Optimal reconfiguration design and HIL validation of hybrid PV-TEG systems via improved firefly algorithm

Abstract

Partial shading conditions (PSCs) caused by clouds, trees, buildings, and other factors can lead to uneven irradiance on the photovoltaic (PV) panel, resulting in reduced power output and decreased service life of PV systems. To deal with this problem, a reconfiguration method for hybrid photovoltaic-thermoelectric generation (PV-TEG) systems based on an improved firefly algorithm (IFA) is proposed in this paper.
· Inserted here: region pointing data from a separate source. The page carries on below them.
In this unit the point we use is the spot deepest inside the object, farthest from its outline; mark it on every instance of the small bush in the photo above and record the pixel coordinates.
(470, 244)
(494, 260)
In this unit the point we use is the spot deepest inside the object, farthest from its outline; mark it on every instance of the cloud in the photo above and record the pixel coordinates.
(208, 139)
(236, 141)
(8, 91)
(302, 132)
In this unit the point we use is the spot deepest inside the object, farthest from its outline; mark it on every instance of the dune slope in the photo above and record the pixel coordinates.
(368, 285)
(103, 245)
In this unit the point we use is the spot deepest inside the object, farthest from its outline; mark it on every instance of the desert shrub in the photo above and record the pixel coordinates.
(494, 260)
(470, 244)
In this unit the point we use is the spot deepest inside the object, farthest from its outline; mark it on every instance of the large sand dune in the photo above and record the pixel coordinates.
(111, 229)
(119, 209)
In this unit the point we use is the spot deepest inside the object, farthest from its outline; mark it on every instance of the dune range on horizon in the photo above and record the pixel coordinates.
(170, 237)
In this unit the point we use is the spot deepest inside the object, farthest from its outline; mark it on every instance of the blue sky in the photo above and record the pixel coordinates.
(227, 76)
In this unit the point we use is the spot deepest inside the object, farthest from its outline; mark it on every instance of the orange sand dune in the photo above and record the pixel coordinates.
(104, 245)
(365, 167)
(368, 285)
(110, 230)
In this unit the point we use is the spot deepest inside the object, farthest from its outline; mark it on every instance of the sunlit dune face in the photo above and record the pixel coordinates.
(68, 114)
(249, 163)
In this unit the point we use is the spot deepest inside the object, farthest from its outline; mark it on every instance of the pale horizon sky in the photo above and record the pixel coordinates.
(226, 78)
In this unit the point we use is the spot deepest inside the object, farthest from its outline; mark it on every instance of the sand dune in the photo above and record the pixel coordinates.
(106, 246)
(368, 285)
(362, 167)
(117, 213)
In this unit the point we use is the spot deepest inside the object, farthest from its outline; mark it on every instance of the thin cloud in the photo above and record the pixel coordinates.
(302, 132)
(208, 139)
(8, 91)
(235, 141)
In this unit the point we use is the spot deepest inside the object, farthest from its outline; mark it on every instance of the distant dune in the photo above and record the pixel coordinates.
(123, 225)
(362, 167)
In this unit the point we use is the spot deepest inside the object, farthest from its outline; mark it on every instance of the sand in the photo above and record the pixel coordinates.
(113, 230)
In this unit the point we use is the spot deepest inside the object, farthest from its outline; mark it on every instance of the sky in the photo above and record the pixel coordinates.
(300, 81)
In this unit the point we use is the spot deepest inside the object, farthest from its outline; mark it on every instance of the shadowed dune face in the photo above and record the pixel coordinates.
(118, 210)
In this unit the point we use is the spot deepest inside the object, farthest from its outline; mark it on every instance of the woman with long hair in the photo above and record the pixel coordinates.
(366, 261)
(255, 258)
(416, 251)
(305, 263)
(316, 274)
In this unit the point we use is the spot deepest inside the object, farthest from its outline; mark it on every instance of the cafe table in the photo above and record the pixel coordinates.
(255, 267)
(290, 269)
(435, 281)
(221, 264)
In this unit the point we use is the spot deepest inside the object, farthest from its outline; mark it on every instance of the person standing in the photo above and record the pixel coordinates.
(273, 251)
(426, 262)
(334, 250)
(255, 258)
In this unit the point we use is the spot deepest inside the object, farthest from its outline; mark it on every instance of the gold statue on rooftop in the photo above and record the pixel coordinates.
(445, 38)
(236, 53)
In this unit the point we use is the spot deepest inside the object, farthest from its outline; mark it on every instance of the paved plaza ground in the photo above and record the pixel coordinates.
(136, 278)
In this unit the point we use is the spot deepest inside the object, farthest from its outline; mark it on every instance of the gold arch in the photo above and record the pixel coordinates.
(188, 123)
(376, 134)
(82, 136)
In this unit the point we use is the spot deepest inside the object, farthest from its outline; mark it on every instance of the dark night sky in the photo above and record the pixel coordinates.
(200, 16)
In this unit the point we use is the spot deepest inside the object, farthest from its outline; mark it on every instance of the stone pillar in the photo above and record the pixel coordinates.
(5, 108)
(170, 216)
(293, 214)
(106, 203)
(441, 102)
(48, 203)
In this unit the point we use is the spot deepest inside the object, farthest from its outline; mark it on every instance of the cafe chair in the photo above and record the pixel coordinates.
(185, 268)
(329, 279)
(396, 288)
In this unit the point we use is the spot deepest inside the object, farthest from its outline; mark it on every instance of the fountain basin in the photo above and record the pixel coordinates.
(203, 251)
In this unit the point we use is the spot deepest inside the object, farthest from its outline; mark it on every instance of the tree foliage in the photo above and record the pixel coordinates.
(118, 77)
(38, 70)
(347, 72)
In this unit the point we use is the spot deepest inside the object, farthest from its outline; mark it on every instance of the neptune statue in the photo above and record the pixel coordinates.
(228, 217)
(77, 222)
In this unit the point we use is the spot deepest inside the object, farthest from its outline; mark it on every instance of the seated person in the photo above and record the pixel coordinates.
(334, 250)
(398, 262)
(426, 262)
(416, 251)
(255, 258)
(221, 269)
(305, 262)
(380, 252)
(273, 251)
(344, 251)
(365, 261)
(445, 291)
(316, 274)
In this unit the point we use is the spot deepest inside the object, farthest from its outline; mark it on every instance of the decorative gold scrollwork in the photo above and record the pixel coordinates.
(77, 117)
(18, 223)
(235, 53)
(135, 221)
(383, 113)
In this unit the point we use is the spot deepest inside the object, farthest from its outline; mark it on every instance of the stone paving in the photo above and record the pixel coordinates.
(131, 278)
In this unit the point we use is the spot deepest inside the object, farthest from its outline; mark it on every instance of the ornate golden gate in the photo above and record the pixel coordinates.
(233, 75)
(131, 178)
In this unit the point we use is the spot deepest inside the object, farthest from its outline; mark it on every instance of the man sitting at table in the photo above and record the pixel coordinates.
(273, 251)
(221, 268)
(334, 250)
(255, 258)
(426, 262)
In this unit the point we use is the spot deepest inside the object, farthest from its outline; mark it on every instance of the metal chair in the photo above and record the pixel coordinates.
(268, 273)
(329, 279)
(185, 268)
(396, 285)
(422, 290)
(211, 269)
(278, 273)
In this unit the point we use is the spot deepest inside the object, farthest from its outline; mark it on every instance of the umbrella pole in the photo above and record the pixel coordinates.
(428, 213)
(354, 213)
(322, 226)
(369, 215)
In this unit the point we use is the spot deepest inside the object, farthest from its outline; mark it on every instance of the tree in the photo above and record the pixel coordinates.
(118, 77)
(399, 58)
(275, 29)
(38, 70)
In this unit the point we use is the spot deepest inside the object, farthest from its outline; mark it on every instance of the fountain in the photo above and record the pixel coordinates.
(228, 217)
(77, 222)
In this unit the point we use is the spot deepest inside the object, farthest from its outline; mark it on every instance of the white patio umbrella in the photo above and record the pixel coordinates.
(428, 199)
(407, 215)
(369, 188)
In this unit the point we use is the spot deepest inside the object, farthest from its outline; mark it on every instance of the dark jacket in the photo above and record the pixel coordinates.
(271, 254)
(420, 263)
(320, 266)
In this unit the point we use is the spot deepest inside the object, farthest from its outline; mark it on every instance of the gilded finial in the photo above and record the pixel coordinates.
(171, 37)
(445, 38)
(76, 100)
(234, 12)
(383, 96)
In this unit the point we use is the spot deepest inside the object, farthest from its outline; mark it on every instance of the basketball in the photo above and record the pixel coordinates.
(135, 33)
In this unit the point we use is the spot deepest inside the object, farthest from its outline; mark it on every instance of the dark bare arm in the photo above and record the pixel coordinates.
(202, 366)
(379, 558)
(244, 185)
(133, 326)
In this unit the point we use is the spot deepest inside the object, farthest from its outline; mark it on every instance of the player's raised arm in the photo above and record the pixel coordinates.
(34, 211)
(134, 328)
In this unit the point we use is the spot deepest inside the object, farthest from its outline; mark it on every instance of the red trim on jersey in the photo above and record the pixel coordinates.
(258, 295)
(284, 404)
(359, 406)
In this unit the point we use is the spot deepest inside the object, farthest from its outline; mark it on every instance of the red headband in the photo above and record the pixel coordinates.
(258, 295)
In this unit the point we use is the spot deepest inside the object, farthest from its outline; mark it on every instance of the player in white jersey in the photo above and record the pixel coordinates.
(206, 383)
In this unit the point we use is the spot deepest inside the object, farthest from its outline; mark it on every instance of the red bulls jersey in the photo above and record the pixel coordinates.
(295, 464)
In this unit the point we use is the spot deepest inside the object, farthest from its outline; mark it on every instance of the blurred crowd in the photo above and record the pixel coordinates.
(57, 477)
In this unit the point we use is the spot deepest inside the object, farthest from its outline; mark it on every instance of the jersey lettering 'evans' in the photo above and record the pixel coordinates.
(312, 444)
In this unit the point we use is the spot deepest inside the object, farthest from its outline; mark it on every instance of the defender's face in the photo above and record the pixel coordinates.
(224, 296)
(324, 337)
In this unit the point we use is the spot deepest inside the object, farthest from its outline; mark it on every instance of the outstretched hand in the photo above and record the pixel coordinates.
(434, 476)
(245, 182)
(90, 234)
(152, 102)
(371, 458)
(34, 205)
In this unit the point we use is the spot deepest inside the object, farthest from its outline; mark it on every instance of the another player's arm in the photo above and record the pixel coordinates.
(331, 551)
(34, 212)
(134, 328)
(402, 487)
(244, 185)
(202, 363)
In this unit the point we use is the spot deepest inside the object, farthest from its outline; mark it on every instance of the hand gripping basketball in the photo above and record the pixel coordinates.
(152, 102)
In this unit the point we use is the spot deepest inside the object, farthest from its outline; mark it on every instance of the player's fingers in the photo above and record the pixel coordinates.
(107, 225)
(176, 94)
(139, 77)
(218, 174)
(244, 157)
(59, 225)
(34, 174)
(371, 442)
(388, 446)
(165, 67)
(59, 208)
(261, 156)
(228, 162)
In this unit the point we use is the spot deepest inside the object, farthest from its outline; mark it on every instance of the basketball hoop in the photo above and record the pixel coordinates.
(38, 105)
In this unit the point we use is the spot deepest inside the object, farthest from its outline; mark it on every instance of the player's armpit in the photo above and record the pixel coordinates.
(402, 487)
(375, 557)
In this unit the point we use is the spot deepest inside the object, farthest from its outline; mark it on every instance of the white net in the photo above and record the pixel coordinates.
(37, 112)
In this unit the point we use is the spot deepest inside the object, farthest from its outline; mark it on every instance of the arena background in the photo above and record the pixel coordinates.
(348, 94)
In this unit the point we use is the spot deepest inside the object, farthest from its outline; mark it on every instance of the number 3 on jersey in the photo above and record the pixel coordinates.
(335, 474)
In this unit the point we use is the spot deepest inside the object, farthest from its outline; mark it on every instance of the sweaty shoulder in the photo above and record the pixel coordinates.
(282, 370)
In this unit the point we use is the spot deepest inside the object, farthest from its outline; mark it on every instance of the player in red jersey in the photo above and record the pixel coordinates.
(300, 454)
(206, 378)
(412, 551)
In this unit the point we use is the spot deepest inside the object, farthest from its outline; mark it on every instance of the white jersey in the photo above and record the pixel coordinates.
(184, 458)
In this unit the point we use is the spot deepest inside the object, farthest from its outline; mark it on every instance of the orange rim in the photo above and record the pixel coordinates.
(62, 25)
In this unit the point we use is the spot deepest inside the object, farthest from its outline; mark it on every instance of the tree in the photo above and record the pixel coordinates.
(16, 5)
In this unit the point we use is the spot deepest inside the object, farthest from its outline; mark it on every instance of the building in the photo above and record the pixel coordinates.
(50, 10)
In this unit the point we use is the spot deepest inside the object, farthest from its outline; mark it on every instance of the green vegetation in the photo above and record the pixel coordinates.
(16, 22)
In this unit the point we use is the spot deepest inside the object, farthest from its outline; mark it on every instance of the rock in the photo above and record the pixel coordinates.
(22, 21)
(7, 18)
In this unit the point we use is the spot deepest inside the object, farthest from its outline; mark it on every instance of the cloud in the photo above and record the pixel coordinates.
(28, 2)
Firstly, the method uses PV-TEG hybrid system to make full use of the waste heat of traditional PV systems to improve the utilization rate of solar energy. Secondly, IFA is employed to adjust the electrical connection between the modules to reduce the adverse effects of PSC and increase the total output power of the system. To validate the effectiveness of this method, three different scale PV-TEG hybrid systems of 4 × 4, 9 × 9, and 15 × 9 are reconfigured under practical and standard shading conditions, and the results are compared with those obtained using PSO, GA, BWOA, AO, and ACO. The results demonstrate that the IFA-based reconfiguration enhances the output power by 31.19 %, 21.49 %, and 21.84 % for 4 × 4, 9 × 9, and 15 × 9 arrays compared with that without reconfiguration, respectively. Finally, hardware-in-the-loop (HIL) experiments further verify the hardware feasibility of the proposed method.